The residual tensile stress, which acts as the driving force for the cracking process, may be supplemented by transient thermal stresses in the weld zone. These stresses arise from rapid non-uniform heating up to the stress-relieving temperature. The presence of geometric stress raisers, e.g., toes of fillet welds, and pre-existing cracks, e.g., liquation and hydrogen cracks, accentuate the problem.

The cracking problem is prevalent during stress-relieving operations but can also occur in service situations. In such cases, the onset of cracking is expected to take much longer since the service temperature is generally significantly below the stress-relieving temperature.

Re-heat cracking is mainly confined to alloy steels containing substantial amounts of solid carbide-forming elements, e.g., Cr, Mo, and V. The presence of the alloy carbides inhibits grain boundary sliding and thus reduces high-temperature ductility.

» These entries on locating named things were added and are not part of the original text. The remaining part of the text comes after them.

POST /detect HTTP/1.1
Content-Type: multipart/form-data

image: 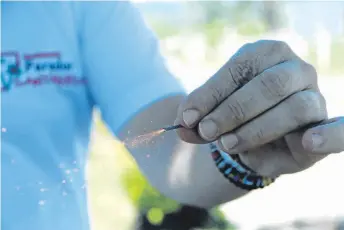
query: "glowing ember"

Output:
[124,129,166,148]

Cracking can usually be avoided by weld profiling, e.g., grinding away any geometric stress raisers, such as the toes of fillet welds, before heat treatment and by control of the heating rate to avoid high transient thermal stresses.

Structural steel can only be considered weldable if joints in the steel behave satisfactorily in service. To achieve adequate performance levels in structural applications, the integrity of the welded joint must be good. A high level of integrity can only be achieved if the welded joint microstructure possesses sufficient ductility to resist residual stresses, which arise from the welding thermal cycle, without cracking.

The chemical compositions of both the weld and parent metals (carbon equivalent value), together with the parameters of the welding process (heat input and cooling rates), are influential in determining joint ductility. The level of impurity elements, such as sulfur, phosphorous, and hydrogen, is particularly significant in deciding whether crack formation occurs during welding.